Remote MEG dipoles in focal cortical dysplasia at bottom of sulcus

2016 
SummaryObjective To investigate whether the magnetoencephalography (MEG) single moving dipole (SMD) method could delineate the epileptic zone of focal cortical dysplasia (FCD) at the bottom of sulcus (FCDB). Methods We retrospectively analyzed 17 children (11 male; mean age 8.8 years, range 3–17 years) with FCD type II who underwent epilepsy surgery. We compared spatial congruence between the following: (1) MEG cluster and FCDB and (2) MEG cluster and FCD at the brain surface (FCDS). We measured the volume and depth of magnetic resonance imaging (MRI)–visible lesions to investigate whether they affect spatial congruence between MEG cluster and MRI-visible lesion. Results Eight children had FCDB and the other nine children had FCDS. The volume of MRI-visible lesions for FCDB ranged from 1,632 to 4,707 mm3 (mean ± standard deviation [SD] 3,095 ± 1,211 mm3). The depth of FCDB ranged from 19 to 33 mm (mean ± SD 26 ± 4 mm). The volume of MRI-visible lesion for FCDS ranged from 2,375 to 57,331 mm3 (15,470 ± 18,455 mm3). There was a tendency for a smaller volume of MRI-visible lesion for FCDB, relative to FCDS(p = 0.079). In FCDB, six children showed clusters of MEG dipoles and two children showed scattered MEG dipoles for interictal spikes. The spatial congruence between the MEG result and FCDB was partially overlapping in four children and discordant in another four children.
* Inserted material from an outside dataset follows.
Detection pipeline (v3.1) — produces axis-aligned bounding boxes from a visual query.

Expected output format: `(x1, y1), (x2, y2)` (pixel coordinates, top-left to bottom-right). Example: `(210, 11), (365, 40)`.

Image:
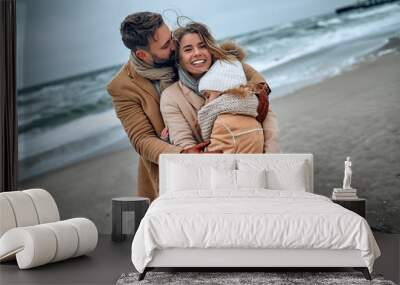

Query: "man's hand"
(181, 140), (211, 153)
In FCDS, eight children had MEG cluster and one child had MEG scatter alone. The spatial congruence between MEG result and FCDS was overlapping in eight of nine children (fully two; partially six) and discordant in one of nine children. Fifteen children (88%; FCDB eight; FCDS seven) became seizure-free after resective surgery. MEG spike dipole resection ratio in the cluster ranged from 4–100% (mean 67%) in 6 FCDB and 23–99% (mean 77%) in 8 FCDS. Significance The SMD method may drift MEG spike dipoles for FCDB. Lesionectomy can control seizures for four of eight patients in FCDB despite the remote MEG dipoles. The FCDB or FCDS partially overlapped with MEG cluster may have an extending/invisible epileptogenic zone consecutive to the MRI-visible lesion.